Russian opposition leader Alexei Navalny was arrested at a Moscow airport on Sunday as he tried to enter the country from Germany, where he has spent five months recovering from nerve agent poisoning that he blames on the Kremlin.
Mr Navalny’s detention at passport control in Moscow’s Sheremetyevo airport was widely expected because Russia’s prisons service said he had violated parole terms from a suspended sentence on a 2014 embezzlement conviction.
The prisons service said he would be held in custody until a court ruled on his case. No date for a court appearance was immediately announced. The service earlier said that it would seek to have Mr Navalny serve his three-and-a-half-year sentence behind bars.
Mr Navalny, 44, who is President Vladimir Putin’s most prominent and determined foe, brushed off concerns about arrest as he boarded the plane in Berlin.
“It’s impossible; I’m an innocent man,” he said.
The arrest raises tensions in Russia as it approaches national parliament elections this year, in which Mr Navalny’s organisation is expected to be active in trying to defeat pro-Kremlin candidates.

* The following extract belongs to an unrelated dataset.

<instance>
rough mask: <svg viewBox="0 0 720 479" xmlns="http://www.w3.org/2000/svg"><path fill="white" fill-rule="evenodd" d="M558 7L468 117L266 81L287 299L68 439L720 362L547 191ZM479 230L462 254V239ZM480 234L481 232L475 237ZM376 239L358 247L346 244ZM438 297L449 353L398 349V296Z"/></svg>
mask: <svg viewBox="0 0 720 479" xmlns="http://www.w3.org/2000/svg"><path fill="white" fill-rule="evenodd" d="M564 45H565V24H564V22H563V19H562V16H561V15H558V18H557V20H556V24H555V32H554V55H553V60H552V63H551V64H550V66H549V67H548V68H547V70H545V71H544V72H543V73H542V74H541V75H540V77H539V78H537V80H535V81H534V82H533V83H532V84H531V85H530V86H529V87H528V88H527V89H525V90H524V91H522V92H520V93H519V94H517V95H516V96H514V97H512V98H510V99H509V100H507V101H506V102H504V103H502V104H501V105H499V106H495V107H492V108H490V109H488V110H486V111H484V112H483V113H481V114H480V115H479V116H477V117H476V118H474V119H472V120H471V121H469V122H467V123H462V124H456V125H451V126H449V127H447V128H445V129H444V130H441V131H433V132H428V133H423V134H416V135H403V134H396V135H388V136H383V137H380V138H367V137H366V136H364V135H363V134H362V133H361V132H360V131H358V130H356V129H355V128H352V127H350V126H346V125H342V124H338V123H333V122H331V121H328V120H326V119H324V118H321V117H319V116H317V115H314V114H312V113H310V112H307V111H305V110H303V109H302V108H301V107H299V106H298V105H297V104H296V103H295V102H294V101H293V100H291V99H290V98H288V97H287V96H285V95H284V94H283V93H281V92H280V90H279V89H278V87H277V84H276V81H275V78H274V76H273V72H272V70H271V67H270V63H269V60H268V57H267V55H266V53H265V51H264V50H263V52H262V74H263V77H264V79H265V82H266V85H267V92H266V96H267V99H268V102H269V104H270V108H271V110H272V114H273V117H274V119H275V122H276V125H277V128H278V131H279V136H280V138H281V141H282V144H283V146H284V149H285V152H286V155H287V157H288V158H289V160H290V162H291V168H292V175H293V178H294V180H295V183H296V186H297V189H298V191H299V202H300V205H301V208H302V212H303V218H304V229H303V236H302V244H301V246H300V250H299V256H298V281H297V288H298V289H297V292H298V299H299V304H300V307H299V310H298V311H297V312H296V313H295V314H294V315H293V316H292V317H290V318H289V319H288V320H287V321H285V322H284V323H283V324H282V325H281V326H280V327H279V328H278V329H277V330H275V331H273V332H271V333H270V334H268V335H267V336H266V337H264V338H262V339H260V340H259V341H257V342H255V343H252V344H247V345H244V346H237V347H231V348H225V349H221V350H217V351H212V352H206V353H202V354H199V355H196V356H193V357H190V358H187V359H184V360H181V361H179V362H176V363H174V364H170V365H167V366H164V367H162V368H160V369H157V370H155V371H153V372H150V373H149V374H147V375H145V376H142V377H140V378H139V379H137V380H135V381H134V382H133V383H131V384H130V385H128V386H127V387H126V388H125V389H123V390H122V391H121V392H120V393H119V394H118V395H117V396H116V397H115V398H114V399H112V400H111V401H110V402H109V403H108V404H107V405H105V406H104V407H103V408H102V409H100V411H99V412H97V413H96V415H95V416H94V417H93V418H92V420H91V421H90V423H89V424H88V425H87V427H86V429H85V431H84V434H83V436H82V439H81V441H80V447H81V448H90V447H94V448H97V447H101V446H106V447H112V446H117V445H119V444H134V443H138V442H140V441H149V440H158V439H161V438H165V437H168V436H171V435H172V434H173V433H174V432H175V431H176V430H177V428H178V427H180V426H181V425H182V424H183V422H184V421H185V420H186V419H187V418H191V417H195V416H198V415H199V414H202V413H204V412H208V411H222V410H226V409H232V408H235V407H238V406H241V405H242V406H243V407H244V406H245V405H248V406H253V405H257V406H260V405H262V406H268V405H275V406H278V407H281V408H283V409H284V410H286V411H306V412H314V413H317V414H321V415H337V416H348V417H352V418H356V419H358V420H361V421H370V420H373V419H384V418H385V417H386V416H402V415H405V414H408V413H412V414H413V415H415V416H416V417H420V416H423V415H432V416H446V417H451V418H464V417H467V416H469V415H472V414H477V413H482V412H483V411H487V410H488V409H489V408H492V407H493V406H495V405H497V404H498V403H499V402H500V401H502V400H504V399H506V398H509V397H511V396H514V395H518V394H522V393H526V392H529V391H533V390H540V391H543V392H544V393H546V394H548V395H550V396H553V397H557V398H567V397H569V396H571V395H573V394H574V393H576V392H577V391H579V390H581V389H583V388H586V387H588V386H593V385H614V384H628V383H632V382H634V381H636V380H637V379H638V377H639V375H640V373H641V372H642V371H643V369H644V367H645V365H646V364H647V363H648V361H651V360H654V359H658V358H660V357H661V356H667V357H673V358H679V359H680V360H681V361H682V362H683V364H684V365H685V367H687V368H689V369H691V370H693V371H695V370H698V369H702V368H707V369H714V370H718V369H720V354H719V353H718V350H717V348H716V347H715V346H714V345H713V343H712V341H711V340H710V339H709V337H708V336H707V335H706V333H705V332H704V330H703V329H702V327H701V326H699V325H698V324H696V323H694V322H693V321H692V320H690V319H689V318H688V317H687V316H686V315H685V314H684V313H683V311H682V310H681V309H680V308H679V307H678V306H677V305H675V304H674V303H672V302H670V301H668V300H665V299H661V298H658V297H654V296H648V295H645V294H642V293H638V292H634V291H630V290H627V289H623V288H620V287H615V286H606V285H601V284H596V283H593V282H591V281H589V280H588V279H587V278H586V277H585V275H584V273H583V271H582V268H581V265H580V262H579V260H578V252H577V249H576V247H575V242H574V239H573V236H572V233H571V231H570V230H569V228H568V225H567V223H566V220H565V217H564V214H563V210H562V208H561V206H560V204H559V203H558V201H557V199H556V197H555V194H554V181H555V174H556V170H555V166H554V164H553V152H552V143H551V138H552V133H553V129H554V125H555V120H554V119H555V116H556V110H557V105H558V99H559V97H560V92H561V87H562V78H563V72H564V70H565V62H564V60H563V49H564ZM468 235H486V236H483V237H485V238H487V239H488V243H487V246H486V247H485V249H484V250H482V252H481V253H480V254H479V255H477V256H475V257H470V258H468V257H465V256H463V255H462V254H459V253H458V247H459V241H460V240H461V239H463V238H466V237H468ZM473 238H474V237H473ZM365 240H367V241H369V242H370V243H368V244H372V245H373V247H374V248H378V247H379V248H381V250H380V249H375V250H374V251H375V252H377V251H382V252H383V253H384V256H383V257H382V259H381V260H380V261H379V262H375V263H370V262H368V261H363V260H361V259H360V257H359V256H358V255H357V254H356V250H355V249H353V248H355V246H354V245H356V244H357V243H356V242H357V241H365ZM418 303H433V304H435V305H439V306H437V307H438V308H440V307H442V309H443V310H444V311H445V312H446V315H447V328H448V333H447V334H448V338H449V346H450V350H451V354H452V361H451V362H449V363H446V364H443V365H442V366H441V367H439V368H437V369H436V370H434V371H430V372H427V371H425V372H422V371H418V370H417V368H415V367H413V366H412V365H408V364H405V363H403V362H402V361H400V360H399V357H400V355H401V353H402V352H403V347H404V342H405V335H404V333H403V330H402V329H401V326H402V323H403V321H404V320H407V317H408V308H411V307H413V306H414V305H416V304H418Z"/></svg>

Mr Navalny decided to leave Berlin of his own free will and was not under any apparent pressure to leave from Germany.
“This is a real act of bravery for Alexei Navalny to return to Russia, given that government agents already tried to kill him once,” Human Rights Watch executive director Kenneth Roth tweeted.
“But he understandably wants to be part of the pro-democracy movement in Russia, not a dissident in exile.”
Mr Navalny has sizable popularity in Moscow. Many supporters went to Vnukovo airport on Sunday where his flight was scheduled to land, though it was diverted to Sheremetyevo without explanation.
The OVD-Info organisation that monitors political arrests said at least 37 people were detained by police at Vnukovo, where the arrivals hall had been blocked off and prisoner transport vehicles were parked outside.
The independent newspaper Novaya Gazeta and opposition social media reported on Sunday that several of Mr Navalny’s supporters in St Petersburg had been removed from Moscow-bound trains or been prevented from boarding flights late Saturday and early Sunday, including the co-ordinator of his staff for the region of Russia’s second-largest city.
Mr Navalny fell into a coma while aboard a domestic flight from Siberia to Moscow on August 20. He was transferred from a hospital in Siberia to a Berlin hospital two days later.
Labs in Germany, France and Sweden, and tests by the Organisation for the Prohibition of Chemical Weapons, established that he was exposed to a Soviet-era Novichok nerve agent.
Russian authorities insisted that the doctors who treated Mr Navalny in Siberia before he was airlifted to Germany found no traces of poison and have challenged German officials to provide proof of his poisoning.
Russia refused to open a fully-fledged criminal inquiry, citing a lack of evidence that Mr Navalny was poisoned.
Last month, Mr Navalny released the recording of a phone call he said he made to a man he described as an alleged member of a group of officers of the Federal Security Service, or FSB, who purportedly poisoned him in August and then tried to cover it up.
The FSB dismissed the recording as fake.
Mr Navalny has been a thorn in the Kremlin’s side for a decade, unusually durable in an opposition movement often demoralised by repressions.
He has been jailed repeatedly in connection with protests and has been twice convicted of financial misdeeds in cases that he said were politically motivated.
He suffered significant eye damage when an assailant threw disinfectant into his face and was taken from jail to a hospital in 2019 with an illness that authorities said was an allergic reaction but that many suspected was poisoning.
A lawyer by training, he began his rise to prominence by focusing on corruption in Russia’s murky mix of politics and business.
In 2008, he bought shares in Russian oil and gas companies, so he could push for transparency as an activist shareholder.
Mr Navalny’s work to expose corrupt elites had a pocketbook appeal to the Russian people’s widespread sense of being cheated.
Russia’s state-controlled television channels ignored Mr Navalny, but his investigations of dubious contracts and officials’ luxurious lifestyles got wide attention through the back channels of YouTube videos and social media posts that often showed his sardonic sense of humour.
In 2013, he came second in the race for Moscow mayor behind the candidate of Mr Putin’s powerbase United Russia party.
That established him as a formidable force and a worry to the Kremlin.